Care creature che mi leggete, e tu, fanciulletta mia dolce, per la quale scrivo questi ricordi, non mettete mai in tasca senza leggerle le lettere degl’infelici. Leggetele sempre, leggetele tutte. Innebriatevi del dolore altrui per compatirlo e soccorrerlo in quanto potrete. La povera donna si chiama Elena Scaramucci. Quand’io ero bambina abitava al Poggio (288) di fronte alla porta della mia casa dov’era un orticello pensile con due grandi e vecchi oleandri. Io andavo a cogliervi le rose rampicarelle e le fragole. Vive ancora in quell’orticello un oleandro, forse della propagine di quei vecchi. Fiorisce ad ogni estate con fasci di quelle sue rose che odorano d’amaro. La sua antica padrona da molti anni non possiede più quell’orto, quella casetta, quell’oleandro. Migrarono le povere donne e non seppi mai dove. L’ultima di quelle, l’Elena, che avea dato a me fanciulletta i mazzolini delle piccole rose rampicanti, con la sua pietosa lettera è venuta a ricercarmi ne’ suoi anni più dolorosi.

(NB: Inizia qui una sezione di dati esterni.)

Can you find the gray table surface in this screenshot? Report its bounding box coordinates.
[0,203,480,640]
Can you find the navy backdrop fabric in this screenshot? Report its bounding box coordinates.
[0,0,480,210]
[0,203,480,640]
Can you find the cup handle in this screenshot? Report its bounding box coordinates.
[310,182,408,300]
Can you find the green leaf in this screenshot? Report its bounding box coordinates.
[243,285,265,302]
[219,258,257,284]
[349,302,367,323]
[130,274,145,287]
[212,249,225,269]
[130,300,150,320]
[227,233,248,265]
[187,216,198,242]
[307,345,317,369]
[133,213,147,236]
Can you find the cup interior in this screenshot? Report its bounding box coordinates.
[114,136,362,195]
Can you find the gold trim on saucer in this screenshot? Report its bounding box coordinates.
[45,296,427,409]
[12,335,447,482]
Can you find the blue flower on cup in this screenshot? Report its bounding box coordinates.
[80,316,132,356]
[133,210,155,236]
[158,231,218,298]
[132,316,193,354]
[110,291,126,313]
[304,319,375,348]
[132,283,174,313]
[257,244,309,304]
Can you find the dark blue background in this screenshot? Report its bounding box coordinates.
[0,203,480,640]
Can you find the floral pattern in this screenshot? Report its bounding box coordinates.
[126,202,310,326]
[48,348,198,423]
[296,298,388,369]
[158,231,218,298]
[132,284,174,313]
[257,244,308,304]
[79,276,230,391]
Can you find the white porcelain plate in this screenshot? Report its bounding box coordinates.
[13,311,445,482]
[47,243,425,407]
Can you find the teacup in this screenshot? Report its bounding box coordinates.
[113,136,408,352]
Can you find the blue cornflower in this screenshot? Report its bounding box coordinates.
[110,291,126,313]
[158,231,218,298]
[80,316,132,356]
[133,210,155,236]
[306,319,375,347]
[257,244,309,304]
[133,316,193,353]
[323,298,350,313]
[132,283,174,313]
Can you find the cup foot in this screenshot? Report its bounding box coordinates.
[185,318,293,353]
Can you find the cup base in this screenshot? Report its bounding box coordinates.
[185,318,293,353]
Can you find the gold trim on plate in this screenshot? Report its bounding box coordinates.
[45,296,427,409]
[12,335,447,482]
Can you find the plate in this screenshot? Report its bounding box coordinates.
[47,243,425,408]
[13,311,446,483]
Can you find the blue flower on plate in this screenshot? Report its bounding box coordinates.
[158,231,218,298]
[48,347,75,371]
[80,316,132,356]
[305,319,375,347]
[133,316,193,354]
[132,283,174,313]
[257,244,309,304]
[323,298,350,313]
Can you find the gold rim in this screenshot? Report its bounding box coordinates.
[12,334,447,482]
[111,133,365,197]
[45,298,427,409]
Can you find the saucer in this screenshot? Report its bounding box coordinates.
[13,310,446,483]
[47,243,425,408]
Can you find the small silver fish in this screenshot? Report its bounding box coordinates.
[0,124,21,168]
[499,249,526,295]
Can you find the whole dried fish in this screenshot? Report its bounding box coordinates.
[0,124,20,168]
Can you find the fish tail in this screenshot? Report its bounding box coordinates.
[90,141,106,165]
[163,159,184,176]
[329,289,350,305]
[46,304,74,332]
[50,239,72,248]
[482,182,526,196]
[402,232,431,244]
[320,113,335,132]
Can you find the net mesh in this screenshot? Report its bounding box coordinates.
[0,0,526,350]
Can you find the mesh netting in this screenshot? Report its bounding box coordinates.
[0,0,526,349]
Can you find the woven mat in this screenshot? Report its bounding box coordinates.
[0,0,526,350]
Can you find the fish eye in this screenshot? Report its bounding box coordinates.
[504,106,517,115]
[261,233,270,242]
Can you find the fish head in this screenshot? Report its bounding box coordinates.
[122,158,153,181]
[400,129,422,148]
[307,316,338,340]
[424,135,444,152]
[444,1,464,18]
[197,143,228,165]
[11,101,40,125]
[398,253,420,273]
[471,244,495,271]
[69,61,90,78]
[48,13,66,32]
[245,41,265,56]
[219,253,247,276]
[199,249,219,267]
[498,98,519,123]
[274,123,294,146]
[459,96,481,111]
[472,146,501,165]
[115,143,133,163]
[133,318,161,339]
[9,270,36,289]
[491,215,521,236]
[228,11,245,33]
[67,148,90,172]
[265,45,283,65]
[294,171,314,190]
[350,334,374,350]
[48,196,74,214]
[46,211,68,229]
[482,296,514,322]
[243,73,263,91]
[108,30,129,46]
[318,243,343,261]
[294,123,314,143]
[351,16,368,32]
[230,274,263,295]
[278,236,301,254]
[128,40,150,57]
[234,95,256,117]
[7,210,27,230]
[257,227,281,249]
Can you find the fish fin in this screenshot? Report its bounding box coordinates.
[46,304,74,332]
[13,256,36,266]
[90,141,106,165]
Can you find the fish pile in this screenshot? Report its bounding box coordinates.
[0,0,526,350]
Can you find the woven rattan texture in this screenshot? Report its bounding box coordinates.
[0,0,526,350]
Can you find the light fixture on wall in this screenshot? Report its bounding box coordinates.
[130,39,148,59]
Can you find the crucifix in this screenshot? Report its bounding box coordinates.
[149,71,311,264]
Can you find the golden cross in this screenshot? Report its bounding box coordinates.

O creature! non gittate via, non mettete in tasca senza leggerle le lettere degli sventurati! Giova ripeterlo.

*****

287 La pamela è un cappello femminile di paglia a larghe tese, annodato con nastri sotto il mento, molto in voga nel Sette-Ottocento) prende nome dalla protagonista dell’omonimo romanzo dello scrittore inglese Samuel Richardson, Pamela, or Virtue Rewarded (1741) (cfr. Voc. Treccani).

288 Via del Poggio a Perugia, dove l’autrice è nata e ha vissuto fino al 1856. Si rinvia anche al ricordo Il Sabato santo nella mia famiglia (12 aprile 1884).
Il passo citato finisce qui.